C'est ce qu'il a fait au lendemain de la semaine de 40 heures, de l'obtention de congés payés. Sous son impulsion, des milliers de stades, de gymnases, de piscines ont été construits en France. Léo Lagrange participe au développement des sports et crée le Brevet Sportif Populaire. Il favorise l'Education Populaire pour apporter à chacun la liberté de jugement. Cinémas, théâtres et bibliothèques sont désormais accessibles à tous. Le tourisme fait son apparition : en 1937, plus de 250 mille français partent, pour la première fois en vacances.

JEAN-BAPTISTE LEBAS
Député-maire de Roubaix de 1912 à 1915, puis de 1918 à 1940, secrétaire de la Fédération Socialiste du Nord, Jean-Baptiste Lebas (1878-1944) est appelé par Léon Blum comme Ministre du Travail dans le premier gouvernement du Front Populaire le 4 juin 1936. Trois jours plus tard, il présente les projets de loi visant à l’introduction de la semaine des 40 heures, des 15 jours de congés payés et la réactivation des conventions collectives. Ministre de la Solidarité Sociale dans le gouvernement remanié, il passera aux PTT en 1937 après la démission de Blum. Il a créé l’un des premiers journaux clandestins pendant l’occupation l’Homme libre avant d’être arrêté et déporté à Sonnesburg où il meurt à 66 ans, le 10 mai 1944. Un monument et une avenue à Roubaix ainsi qu’un boulevard à Lille portent son nom.

GEORGES MATHIEU
Né à Boulogne-sur-Mer en 1921, Georges Mathieu est un peintre qui trouva sa voie dans l'abstraction lyrique qui le démarqua de ses contemporains : taches, éclaboussures, peinture apposée directement du tube sur le support. Il réalisa plusieurs timbres pour La Poste. Par ailleurs, il est le créateur de la pièce de 10 F qui fut frappée de 1974 à 1987.

HENRI MATISSE
Né en 1869 au Cateau-Cambrésis et décédé en 1954 à Nice, Henri Matisse est unanimement considéré comme l'un des plus grands artistes du XXème siècle. Il commence des études juridiques, passe sa capacité en droit à Paris en 1888, entre comme clerc chez un avoué de Saint-Quentin en 1889. Immobilisé pendant un an par les complications d'un appendicite, il découvre le plaisir de peindre. Matisse a trouvé sa vocation. Délaissant le droit, il s'inscrit à l'Académie Julian. Depuis 1901, il expose au Salon des Indépendants. C'est en 1907 qu'il peint le Nu bleu, le plus expressionniste de ses tableaux. Il devient l'un des promoteurs du fauvisme

JEAN MINEUR
Né à Valenciennes en 1902 et décédé à Paris en 1985, Jean Mineur reste éternellement associé au petit bonhomme envoyant son piolet dans le cœur d'une cible pour annoncer les spots publicitaires dans les salles de cinéma.
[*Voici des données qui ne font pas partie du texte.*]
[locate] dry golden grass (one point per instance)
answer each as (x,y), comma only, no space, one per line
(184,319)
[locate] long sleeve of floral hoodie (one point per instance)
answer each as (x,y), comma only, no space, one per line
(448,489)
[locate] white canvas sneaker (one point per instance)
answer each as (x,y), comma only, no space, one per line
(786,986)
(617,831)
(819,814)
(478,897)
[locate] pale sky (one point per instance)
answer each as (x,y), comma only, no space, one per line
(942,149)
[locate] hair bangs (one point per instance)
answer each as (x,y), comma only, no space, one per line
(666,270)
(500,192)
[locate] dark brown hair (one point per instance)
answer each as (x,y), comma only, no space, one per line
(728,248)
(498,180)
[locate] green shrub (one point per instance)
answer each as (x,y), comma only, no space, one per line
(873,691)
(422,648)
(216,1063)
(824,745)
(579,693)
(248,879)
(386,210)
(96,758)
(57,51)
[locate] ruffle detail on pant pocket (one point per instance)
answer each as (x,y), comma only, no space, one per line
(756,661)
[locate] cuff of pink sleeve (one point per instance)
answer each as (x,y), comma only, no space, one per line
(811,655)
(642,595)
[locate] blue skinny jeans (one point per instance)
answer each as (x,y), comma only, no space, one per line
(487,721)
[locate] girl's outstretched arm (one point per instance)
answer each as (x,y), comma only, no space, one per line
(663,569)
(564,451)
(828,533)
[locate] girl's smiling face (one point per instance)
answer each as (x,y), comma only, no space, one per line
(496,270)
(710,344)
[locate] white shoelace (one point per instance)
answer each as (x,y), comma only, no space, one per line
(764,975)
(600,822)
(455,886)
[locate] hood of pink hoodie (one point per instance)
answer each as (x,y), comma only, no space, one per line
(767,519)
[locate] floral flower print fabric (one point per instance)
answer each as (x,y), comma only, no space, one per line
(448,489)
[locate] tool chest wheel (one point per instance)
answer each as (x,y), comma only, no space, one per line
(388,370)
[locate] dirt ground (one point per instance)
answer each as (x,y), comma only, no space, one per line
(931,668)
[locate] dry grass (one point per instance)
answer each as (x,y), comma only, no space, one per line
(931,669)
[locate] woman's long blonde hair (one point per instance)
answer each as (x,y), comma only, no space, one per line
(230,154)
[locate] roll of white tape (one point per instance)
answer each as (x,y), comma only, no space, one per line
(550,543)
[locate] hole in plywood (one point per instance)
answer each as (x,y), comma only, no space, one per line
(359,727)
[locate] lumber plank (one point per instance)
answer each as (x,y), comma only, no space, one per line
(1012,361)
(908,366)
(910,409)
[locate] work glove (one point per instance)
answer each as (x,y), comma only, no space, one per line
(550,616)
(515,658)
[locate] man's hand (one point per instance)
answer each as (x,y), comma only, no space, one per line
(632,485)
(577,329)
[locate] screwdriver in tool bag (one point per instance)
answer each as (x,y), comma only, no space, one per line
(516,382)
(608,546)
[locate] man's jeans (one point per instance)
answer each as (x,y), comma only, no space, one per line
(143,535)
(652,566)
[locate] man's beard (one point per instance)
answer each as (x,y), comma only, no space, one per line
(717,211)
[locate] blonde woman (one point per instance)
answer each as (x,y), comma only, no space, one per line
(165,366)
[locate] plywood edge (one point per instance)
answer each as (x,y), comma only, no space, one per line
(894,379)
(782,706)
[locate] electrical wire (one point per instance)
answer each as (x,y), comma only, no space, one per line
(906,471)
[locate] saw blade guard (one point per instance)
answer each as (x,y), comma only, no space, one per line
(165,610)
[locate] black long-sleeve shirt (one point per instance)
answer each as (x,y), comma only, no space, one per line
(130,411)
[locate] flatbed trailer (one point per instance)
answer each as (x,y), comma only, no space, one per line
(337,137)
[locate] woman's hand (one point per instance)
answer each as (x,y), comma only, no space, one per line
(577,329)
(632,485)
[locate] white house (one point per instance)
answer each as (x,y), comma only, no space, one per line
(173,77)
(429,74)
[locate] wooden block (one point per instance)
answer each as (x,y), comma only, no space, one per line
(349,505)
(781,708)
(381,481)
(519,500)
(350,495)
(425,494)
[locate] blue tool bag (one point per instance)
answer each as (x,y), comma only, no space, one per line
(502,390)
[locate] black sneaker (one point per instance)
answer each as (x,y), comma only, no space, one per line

En effet, Jean Mineur introduisit la publicité dans les salles de cinéma en 1924 et fut à la tête d'une société d'exploitation et de distribution de spots publicitaires depuis 1936. Il s'installa sur les Champs-Élysées en 1938 et, depuis 1948, son numéro de téléphone demeure Balzac 00 01. En 1971, sa société s'associe à Publicis et devient Médiavision.

GASTON MOUTARDIER
Gaston Moutardier est né à Comines en 1889. En 1940 lors des bombardements allemands et de la débâcle, en tant que directeur des Postes pour la Somme, il réorganise puis remet en place les services postaux. Résistant à part entière, il a pu fournir des renseignements importants sur les installations téléphoniques ennemies ainsi que l'emplacement des rampes des fusées V1. Il mettra également au point un plan de sabotage des câbles. Malheureusement, il est arrêté le 8 mars 1944. Malgré les sévices, il ne livrera aucun secret sur l'organisation Résistance P.T.T. pour la Somme. Condamné à mort en juillet, il est exécuté immédiatement à Amiens.

LOUIS PASTEUR
Né à Dôle, Louis Pasteur (1822-1895) a été nommé professeur et doyen de la nouvelle faculté des Sciences de Lille en 1854. Des accidents industriels dans la fabrication d’alcool de betterave en 1856, produit régional, sont à l’origine de ses travaux sur la fermentation, notamment alcoolique. Il isole la levure lactique et montre là un phénomène corrélatif à la vie. En août 1857, il fait une communication sur la fermentation lactique à la Société des Sciences de Lille. Puis il revient à Paris en décembre. L’Institut Pasteur, inauguré à Paris en 1888, possède une filiale provinciale à Lille. Et, sur la place qui fait face à la Faculté des Sciences, aujourd’hui transformée en appartements, on peut voir une statue de Pasteur guérissant le jeune Meister de la rage.